Businesses frustrated, dejected by Gatineau hospital expropriation plans
Plan affects about 40 businesses in downtown industrial park
Several business owners in Gatineau, Que., are expressing frustration and resignation with the fact their properties will be expropriated to build a new central hospital.
The 600-bed hospital campus is slated to be built on an industrial park rue d'Edmonton in the city's Hull sector, just west of Lac Leamy.
On Thursday, a lawyer representing the Société québécoise des infrastructures (SQI) outlined to affected businesses how the process would work, with the eventual expropriation — the taking away of property by government for public use or benefit — slated for the summer of 2024.
According to the SQI, businesses will receive compensation based on the value of the property.
But the two-year timeline is simply too short, said Jacques Bélanger, who's owned and operated the Top Karting racetrack in the industrial park since 1999.
"Just getting a liquor licence takes six months, and I would already have to have a new place," said Bélanger in a French-language interview with Radio-Canada.
"[The timeline] doesn't hold up.
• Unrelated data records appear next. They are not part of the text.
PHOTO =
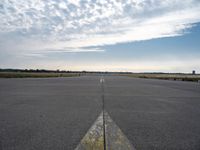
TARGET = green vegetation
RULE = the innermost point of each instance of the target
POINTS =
(35, 74)
(166, 76)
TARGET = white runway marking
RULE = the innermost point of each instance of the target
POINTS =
(94, 138)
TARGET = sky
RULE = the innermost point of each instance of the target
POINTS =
(98, 35)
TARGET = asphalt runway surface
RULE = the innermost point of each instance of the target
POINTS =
(56, 113)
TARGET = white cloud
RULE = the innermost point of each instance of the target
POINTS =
(76, 24)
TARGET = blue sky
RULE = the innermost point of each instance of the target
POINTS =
(112, 35)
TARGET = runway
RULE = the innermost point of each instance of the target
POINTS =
(56, 113)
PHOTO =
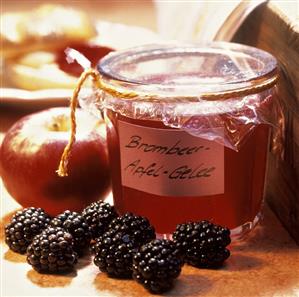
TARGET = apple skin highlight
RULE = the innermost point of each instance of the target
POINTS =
(30, 154)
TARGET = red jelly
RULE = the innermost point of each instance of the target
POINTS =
(188, 132)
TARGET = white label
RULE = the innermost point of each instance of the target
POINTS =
(170, 162)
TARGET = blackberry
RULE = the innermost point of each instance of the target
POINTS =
(98, 216)
(52, 251)
(114, 252)
(75, 224)
(157, 264)
(136, 226)
(203, 243)
(24, 225)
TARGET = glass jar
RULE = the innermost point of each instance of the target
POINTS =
(188, 132)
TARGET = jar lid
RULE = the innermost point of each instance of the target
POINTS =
(189, 70)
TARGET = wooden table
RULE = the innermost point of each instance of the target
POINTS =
(265, 264)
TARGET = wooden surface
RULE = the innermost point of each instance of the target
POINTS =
(266, 264)
(269, 29)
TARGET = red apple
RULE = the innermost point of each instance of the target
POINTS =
(30, 154)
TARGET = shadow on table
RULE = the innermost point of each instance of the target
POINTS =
(51, 280)
(184, 285)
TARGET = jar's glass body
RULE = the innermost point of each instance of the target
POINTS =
(176, 167)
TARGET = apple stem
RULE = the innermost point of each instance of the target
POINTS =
(63, 164)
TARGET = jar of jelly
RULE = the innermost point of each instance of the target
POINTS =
(188, 132)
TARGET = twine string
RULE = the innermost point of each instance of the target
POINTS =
(99, 84)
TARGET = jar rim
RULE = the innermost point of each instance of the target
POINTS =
(198, 70)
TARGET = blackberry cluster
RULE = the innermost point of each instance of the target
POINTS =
(157, 264)
(76, 225)
(114, 250)
(25, 224)
(98, 216)
(52, 251)
(203, 243)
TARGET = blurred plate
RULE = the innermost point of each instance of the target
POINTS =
(117, 36)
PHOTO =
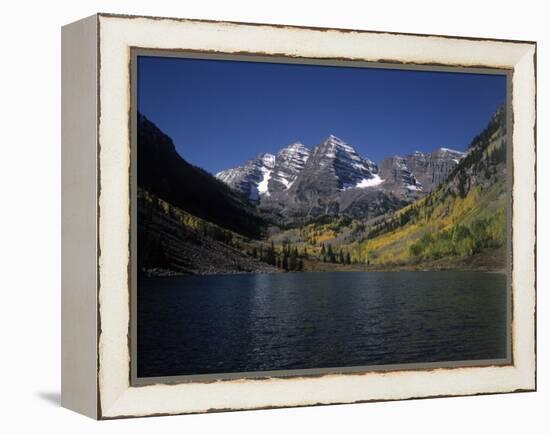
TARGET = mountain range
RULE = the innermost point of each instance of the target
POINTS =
(333, 179)
(323, 208)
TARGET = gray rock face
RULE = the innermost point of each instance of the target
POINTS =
(289, 162)
(334, 179)
(249, 179)
(333, 168)
(267, 174)
(419, 173)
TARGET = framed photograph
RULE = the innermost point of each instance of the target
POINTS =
(261, 216)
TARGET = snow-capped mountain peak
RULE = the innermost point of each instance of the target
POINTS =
(350, 169)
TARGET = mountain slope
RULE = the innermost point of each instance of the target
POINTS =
(464, 217)
(162, 172)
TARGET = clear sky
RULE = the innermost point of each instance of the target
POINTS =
(221, 113)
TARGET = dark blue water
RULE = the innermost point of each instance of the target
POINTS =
(265, 322)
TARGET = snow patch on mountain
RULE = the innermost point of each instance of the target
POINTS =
(372, 182)
(262, 185)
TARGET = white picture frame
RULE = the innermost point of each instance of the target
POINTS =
(96, 212)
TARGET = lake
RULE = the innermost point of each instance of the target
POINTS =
(264, 322)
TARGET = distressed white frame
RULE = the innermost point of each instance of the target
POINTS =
(117, 34)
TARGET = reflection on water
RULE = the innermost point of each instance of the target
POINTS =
(263, 322)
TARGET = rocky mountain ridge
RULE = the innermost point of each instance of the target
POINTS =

It's really improvised."
'We have no choice'
Radio-Canada has counted roughly 40 businesses in the industrial park that could be expropriated to build the new hospital, which was initially slated to go on the city's outskirts before backlash caused the province to consider sites closer to downtown.
Fares Chebley, whose french fry distribution business Aliments Chebley is located in the industrial park, says he's already looking for a new location.
"It's stressful," he said in French. "You can't say it's an easy thing, but you have to live with it. We have no choice."
The hospital is not expected to open for another decade.